Derek has a hard time eating the delicious loaves of bread from the bakeries in our immediate neighborhood, despite the fact that they are the most delicious, varied and well-known in the city. It has nothing to do with the bread, and has everything to do with knowing that his wife knows perfectly well how to bake loaves of her own.
So, for these past months that I have been traveling, there has been little risen bread in the house and he has been resorting to tortillas and multigrain chips instead.
Not the same thing.
This loaf is truly a keeper; based off a ciabatta recipe from Peter Reinhardt’s Bread Baker’s Apprentice, requires two days to put together, but minimal babysitting. This means that this loaf, this dough, is a bit more wet than other doughs….and thus a bit more sticky. The first step is to make a biga, or pre-ferment; this is where a majority of the character in this bread is developed. It goes without saying that baking artisan bread is a specific, traditional process that requires a bit of practice. I have tried to simplify the steps here but don’t be discouraged if there are bits that don’t seem intuitive. There is no need to master kneading techniques – in fact the less you touch this loaf the more delicious it will be!
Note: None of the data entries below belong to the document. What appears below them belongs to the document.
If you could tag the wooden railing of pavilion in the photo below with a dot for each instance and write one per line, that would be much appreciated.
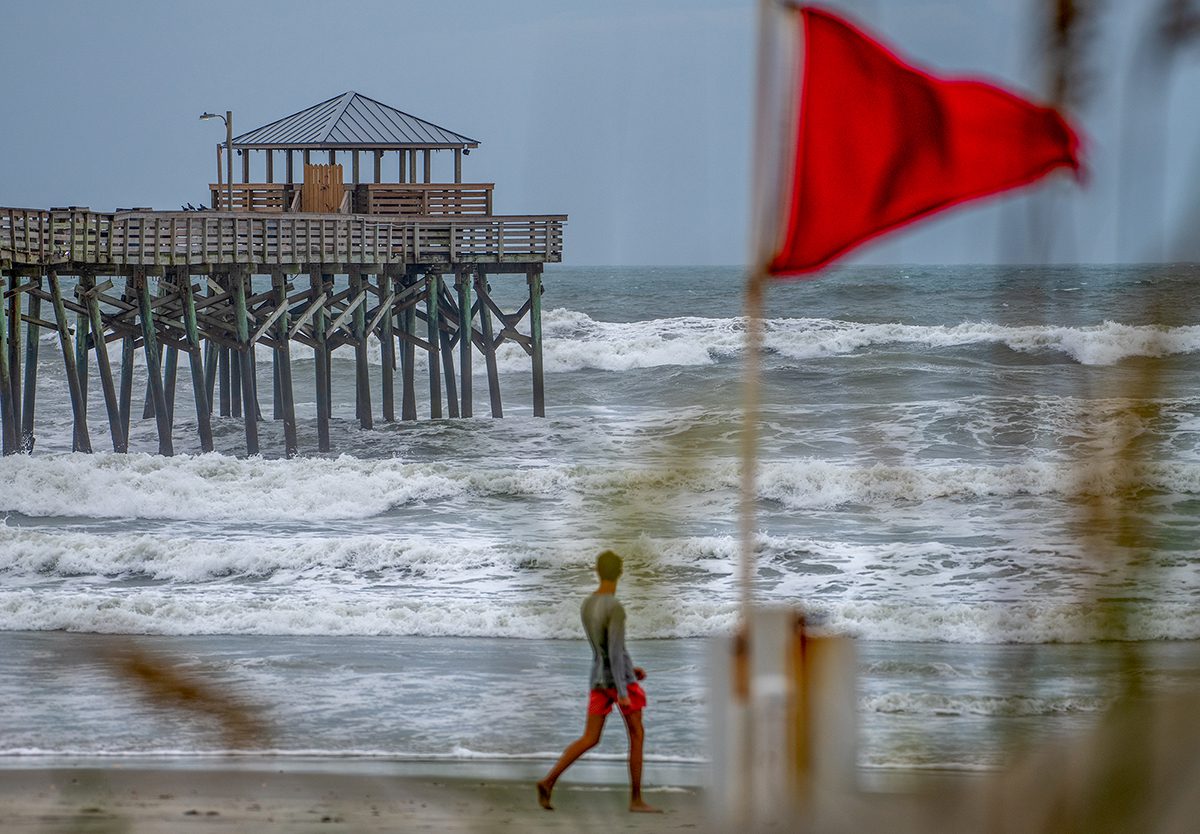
(185, 238)
(369, 198)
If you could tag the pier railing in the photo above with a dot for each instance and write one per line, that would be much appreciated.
(424, 198)
(180, 238)
(251, 197)
(366, 198)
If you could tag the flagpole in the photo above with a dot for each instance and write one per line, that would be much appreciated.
(751, 396)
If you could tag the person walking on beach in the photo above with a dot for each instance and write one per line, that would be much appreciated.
(613, 679)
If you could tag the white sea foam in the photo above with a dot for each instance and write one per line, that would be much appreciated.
(575, 341)
(1007, 706)
(300, 611)
(213, 487)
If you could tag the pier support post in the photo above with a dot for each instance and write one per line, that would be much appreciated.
(321, 351)
(31, 343)
(408, 359)
(154, 373)
(539, 385)
(387, 339)
(466, 336)
(11, 444)
(199, 383)
(223, 382)
(241, 322)
(81, 442)
(88, 287)
(433, 289)
(283, 363)
(361, 369)
(235, 389)
(485, 328)
(82, 348)
(127, 348)
(448, 363)
(169, 377)
(15, 357)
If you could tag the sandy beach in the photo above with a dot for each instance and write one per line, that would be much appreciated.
(149, 801)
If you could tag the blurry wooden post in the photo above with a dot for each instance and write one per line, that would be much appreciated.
(466, 335)
(321, 353)
(30, 393)
(245, 348)
(387, 337)
(285, 365)
(199, 383)
(88, 285)
(81, 442)
(154, 373)
(7, 412)
(539, 384)
(485, 327)
(432, 288)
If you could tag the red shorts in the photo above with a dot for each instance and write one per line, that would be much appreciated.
(601, 700)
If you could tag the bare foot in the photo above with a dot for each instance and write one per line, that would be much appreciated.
(544, 796)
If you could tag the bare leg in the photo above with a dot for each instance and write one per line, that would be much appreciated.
(589, 738)
(636, 736)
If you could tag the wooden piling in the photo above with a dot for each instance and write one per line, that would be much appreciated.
(11, 444)
(112, 406)
(387, 340)
(154, 373)
(448, 365)
(539, 384)
(199, 379)
(283, 363)
(485, 327)
(223, 382)
(235, 388)
(81, 441)
(466, 335)
(432, 288)
(361, 369)
(408, 360)
(82, 351)
(127, 349)
(245, 348)
(30, 394)
(321, 352)
(15, 355)
(169, 376)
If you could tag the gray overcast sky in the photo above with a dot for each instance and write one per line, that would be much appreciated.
(631, 117)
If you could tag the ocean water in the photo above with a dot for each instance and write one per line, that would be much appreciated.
(990, 477)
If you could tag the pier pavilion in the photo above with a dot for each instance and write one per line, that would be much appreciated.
(262, 267)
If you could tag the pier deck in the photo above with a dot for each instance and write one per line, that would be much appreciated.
(183, 285)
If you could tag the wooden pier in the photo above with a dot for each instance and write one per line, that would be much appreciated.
(418, 261)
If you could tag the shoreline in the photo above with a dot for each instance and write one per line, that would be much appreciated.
(210, 797)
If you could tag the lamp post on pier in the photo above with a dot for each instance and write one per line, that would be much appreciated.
(228, 120)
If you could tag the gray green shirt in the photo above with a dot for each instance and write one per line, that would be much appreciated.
(604, 622)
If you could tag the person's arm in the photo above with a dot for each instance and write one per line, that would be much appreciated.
(617, 651)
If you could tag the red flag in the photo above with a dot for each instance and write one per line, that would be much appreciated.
(881, 143)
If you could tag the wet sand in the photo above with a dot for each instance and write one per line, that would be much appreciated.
(145, 801)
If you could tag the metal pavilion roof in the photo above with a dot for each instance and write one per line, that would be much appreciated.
(351, 121)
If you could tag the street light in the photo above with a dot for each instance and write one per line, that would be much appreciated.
(228, 120)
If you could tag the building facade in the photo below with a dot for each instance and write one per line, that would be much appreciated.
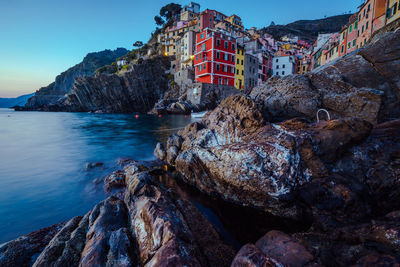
(215, 58)
(365, 16)
(251, 71)
(379, 15)
(352, 34)
(283, 66)
(240, 67)
(393, 11)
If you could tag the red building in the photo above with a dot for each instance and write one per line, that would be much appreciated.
(215, 58)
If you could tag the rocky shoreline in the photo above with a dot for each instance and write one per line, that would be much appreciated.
(330, 186)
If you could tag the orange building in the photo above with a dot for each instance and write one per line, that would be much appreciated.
(215, 58)
(365, 19)
(379, 17)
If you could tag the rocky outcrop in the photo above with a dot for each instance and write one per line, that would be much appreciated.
(364, 84)
(134, 91)
(47, 98)
(145, 225)
(234, 154)
(174, 107)
(274, 249)
(25, 250)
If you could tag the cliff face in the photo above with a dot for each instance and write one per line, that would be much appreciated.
(50, 94)
(308, 29)
(17, 101)
(134, 91)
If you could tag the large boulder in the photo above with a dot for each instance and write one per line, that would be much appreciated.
(274, 249)
(234, 154)
(363, 84)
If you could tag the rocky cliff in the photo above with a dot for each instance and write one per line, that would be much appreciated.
(51, 94)
(308, 29)
(136, 90)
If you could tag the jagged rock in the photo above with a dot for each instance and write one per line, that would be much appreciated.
(160, 152)
(25, 250)
(274, 249)
(363, 84)
(240, 158)
(376, 163)
(174, 140)
(172, 153)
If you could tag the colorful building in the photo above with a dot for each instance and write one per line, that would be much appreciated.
(209, 18)
(343, 41)
(379, 15)
(365, 19)
(215, 58)
(284, 65)
(185, 50)
(236, 21)
(240, 67)
(393, 11)
(352, 34)
(251, 71)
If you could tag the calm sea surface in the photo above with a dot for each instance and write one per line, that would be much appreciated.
(43, 156)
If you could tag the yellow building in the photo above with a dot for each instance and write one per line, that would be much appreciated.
(236, 21)
(239, 75)
(174, 33)
(393, 11)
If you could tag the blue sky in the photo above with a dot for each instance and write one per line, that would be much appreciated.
(41, 38)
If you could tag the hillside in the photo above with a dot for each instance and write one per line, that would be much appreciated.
(308, 29)
(16, 101)
(63, 83)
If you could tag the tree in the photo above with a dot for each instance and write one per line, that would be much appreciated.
(159, 21)
(138, 44)
(170, 11)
The formula makes two smallish loaves and we have been eating it with hearty homemade soup, dipped in Spanish olive oil from Cork, and with healthy chunks of Spanish chevre and manchego, as an accompaniment to my ever popular Big-As-Your-Head salads.
A piece of stone tile, a water-only spray bottle, a thermometer and scale are a few tools that will help take your bread baking skills to the next level.